Thursday, September 16, 2004

Parts Of The Truth

A recent post to Chechnya-SL quotes a message from Donald Jensen, Russia specialist and director of RFE/RL's Newsline, in response to Ira Straus's criticism of RFE/RL. Part of the message reads:

First, Mr. Straus' appeal to logic is disingenuous unless you believe, as he seems to, that in the wake of the Dagestan invasion, Russia had to invade Chechnya and no choices were involved. Not so. Without getting into the motivations of Basayev going in, without getting into the evidence that a corridor was left for him to get OUT of Dagestan, without getting into the suspicious set of circumstances surrounding these events aired by individuals like Aleksey Arbatov (hardly a paranoid Russophobe) etc., that invasion was repulsed during August (www.russ.ru/politics/articles/99-09-21-moskov.html). After this, Russia had options and the choice made was not the only one. Others included attempting to seal the border around Chechnya, invading up to the Terek, crossing the Terek etc. However, the apartment bombings did take place in September, the government did blame the Chechens and used this, not the invasion of Dagestan, as the causus belli.

In short, Straus makes an appeal to chronology and then proceeds to violate chronology because it doesn't suit his purposes. In addition, despite what Mr Straus thinks, there's really no necessary contradiction between "the FSB did it" and "Boris Berezovskiy" when it comes to the apartment bombings. And it is entirely keeping with Berezovskiy's audacity to blame an institution -- elements of which may have been his accomplices -- as the sole perpetrator of the acts. I will not discuss further the evidence concerning the apartment bombings here, except to note that some colleagues are working with the evidence as I speak in an effort to see where it leads.
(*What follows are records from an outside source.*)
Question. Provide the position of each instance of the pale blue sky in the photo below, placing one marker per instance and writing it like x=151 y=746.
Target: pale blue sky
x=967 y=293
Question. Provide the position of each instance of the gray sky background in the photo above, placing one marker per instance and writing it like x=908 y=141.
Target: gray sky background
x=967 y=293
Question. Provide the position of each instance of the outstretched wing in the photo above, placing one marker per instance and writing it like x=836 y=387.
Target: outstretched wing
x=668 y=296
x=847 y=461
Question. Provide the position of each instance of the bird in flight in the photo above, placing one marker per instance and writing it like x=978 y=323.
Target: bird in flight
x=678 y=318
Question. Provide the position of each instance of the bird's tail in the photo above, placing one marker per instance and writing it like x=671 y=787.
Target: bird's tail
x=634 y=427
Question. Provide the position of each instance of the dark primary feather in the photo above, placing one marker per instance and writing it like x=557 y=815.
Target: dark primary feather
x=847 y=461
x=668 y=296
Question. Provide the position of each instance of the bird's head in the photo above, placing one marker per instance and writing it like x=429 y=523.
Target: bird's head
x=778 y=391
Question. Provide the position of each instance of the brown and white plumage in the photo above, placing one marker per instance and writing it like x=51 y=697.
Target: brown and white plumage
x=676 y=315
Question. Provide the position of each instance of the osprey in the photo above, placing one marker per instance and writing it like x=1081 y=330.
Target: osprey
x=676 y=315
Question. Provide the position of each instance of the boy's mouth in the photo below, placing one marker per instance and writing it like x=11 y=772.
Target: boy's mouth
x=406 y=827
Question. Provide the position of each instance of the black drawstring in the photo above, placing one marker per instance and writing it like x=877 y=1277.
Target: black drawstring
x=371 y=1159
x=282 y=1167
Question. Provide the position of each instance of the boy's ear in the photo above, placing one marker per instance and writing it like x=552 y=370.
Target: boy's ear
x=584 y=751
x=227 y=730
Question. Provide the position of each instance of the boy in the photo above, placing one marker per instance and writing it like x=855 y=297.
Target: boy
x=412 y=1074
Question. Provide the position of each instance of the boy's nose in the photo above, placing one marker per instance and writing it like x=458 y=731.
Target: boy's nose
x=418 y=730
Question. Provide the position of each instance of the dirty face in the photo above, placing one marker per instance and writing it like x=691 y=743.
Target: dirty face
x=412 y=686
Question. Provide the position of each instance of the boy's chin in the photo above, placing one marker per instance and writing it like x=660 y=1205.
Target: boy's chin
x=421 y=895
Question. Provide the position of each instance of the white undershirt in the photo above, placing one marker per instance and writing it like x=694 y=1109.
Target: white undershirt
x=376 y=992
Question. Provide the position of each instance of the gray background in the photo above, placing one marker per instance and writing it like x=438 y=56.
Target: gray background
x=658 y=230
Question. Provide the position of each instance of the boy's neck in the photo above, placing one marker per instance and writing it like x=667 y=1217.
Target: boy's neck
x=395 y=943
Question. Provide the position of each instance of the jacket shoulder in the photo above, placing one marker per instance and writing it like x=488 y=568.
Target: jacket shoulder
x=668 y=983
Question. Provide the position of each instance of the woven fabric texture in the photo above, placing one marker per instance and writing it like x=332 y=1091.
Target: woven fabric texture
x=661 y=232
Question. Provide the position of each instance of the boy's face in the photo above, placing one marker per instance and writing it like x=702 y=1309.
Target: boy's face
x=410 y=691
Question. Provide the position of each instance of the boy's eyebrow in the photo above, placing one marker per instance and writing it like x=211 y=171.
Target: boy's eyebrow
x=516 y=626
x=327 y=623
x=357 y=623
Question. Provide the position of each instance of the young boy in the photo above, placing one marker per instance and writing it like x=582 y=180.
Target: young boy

I will add a couple of additional points:

1) Anton Surikov, another inhabitant of the gray zone where Russian authorities regularly intersect with criminal interests, did note that the theory that the security services assisted Basayev in the invasion of Daghestan had a "right to exist, but only in part." A tad mysterious to be sure, but he knows Basayev and assisted him during the time Basayev fought WITH the Russians in Abkhazia. Lebed said the same.

2) Sergey Kovalev, hardly "anti-Russian," also raised about this in his commission's investigation of the apartment bombing.

3) Polling among Russians indicates that more than a third believes that the "authorities" may have had something to do with the bombings.

The fact is, there's a seamy underside to politics in Russia that we ignore at our peril. Note well what an active reserve officer said this week in Moskovskie Novosti (Igor Korolkov, "Russia After Beslan," MN #34, September 10, 2004): When they say that the Chechen boyeviky are financed from abroad, that's only part of the truth. Their main sources of income are from Russia, from Moscow. If any FSB investigator uncovers the business dealings the Chechens are involved in, he his quickly called off by customs, the procurator's office, their fellow FSB officers, MVD officers. It's absurd: the financing of the terrorists is aided by the very law enforcement organs that are battling them. He says he knows of FSB officers who help criminalized Chechen business types make money. Those same officers then go off to fight the Chechens, who are armed with weapons bought with that same money.

One of the interesting aspects of Western commentary on Beslan this week has been the outpouring of sympathy for Putin. He is now said to need help, just as 6 months ago he was acclaimed as being firmly in charge. I, for one, believe that, despite the unfortunate adulation of the west, Putin is in over his head, as will most likely become even more apparent in the coming months.